Tomorrow I go to the doctor for my first radiation consult. So that starts soon. I am told that most people don't have a problem so I hope I can be among the most rather than the one. I will continue to work on getting my weight down. Everyone tells me I look good. It's good to hear but it's depressing for me to have the weight because I can't get into my clothes nor do I have money to buy new bigger ones. I just need to push back from the table and stop eating junk and I've been doing a terrible job at that. I do really need to loose the weight though because all of the research saids that women who are overweight (and I am over weight for my height and frame) are at a higher risk for recurrence of breast cancer. Now that I getting closer to completing the treatment, I ask myself often why this has happened to me and the best answer I can come up with is why not. It's hard to think long term into the future. I just take one day at a time. I do see other breast cancer survivors who live a long life so I know that's possible and also know that tomorrow is not promised to anyone.

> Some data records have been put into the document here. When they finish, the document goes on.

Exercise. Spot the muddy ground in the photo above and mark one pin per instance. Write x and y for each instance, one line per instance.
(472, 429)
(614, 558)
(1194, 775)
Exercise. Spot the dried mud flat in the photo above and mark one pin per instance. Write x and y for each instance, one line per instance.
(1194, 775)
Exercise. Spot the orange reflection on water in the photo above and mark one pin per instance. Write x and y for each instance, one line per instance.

I've been bothered by my scars lately and twice now God has told me that it could be worst. The first time I was complaining about the scars I saw a set of triplets on the news who had terrible burns. My scars didn't even compare. Then yesterday I saw a lady who's legs were scarred from a car accident. When she was telling about the scars she reminded me "you know where you've been but you sure don't know where going.

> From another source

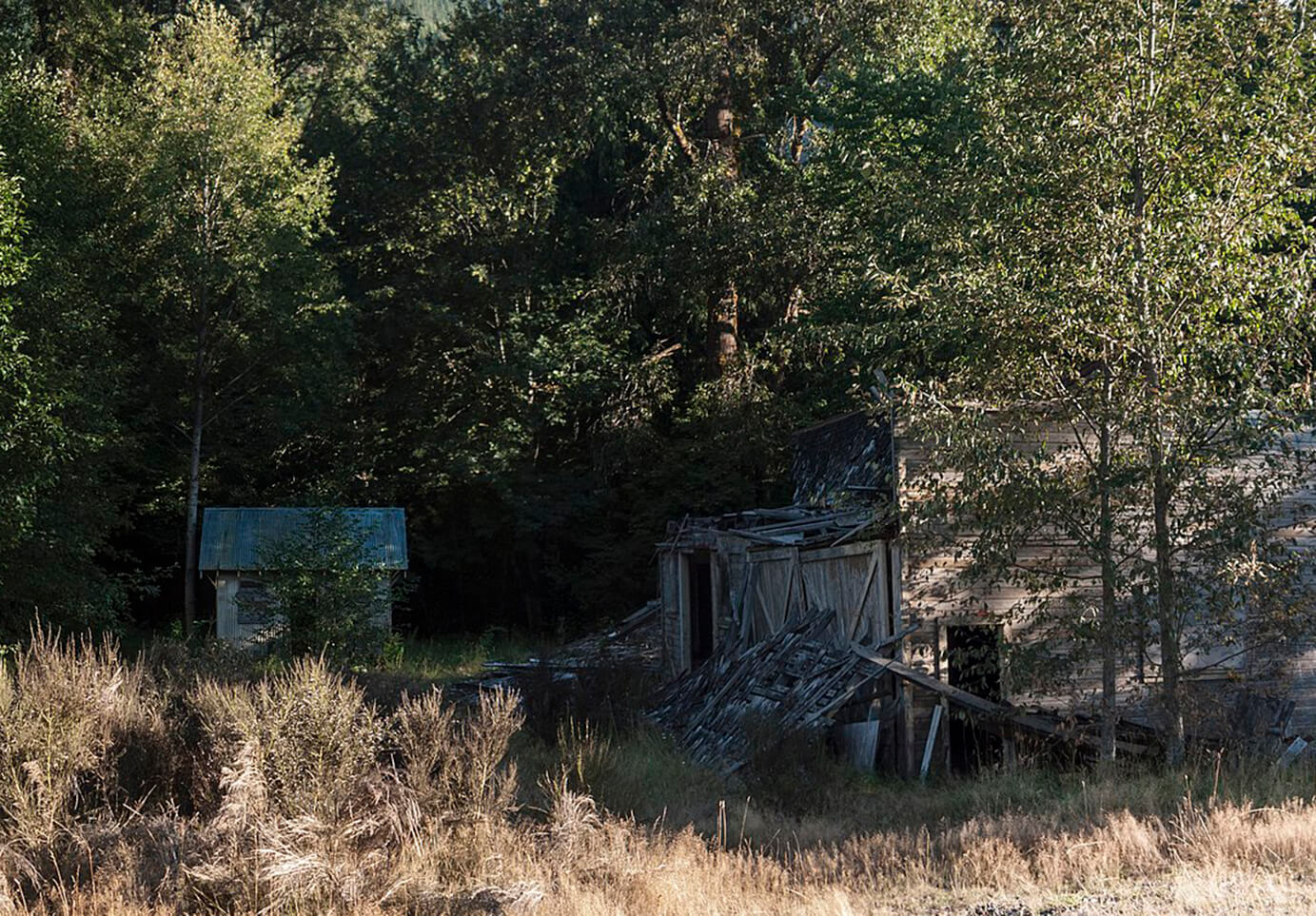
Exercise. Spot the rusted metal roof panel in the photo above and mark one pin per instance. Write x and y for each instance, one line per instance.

Well Tyler has been the highlight in my life of late. She came out of a funk at the end of her track season and kicked butt. She won three medals at state, she was voted MVP by her team members at HF and she was nominated for the 110% Atlethic Award at HF. She also received an award for participating in Track on the varisity level for four years. She will leave HF with a 3.2 GPA. I am pretty darn proud of her. She is focused, she is young and vibrant, she has a wonderful personality, she likes to have fun, she loves to dress up and dress down in the most colorful way, she loves high heels, and I am praying that life's journey will just be full of happiness, good fortune, and love. She will graduate today at 2PM. She wanted to go to church today, we won't make because of the early time that she has to arrive for graduation but we will pray and worship this morning at home. She will move on to U O I to run track as she pursues her college degree in Kinesiology.



That's about it for now. My financial picture is not much better but perhaps after radiation I can try to get back to work. The doctor did tell me that a lot of people work during radiation but didn't necessarily recommend working for me because I seem to have so many side effects with treatment. I am going to try acupunture maybe that will help get my bodyget into balance and I can torlerate things better. We'll see what will come out of the radiology consult.



Today I am going to enjoy Tyler's day!!!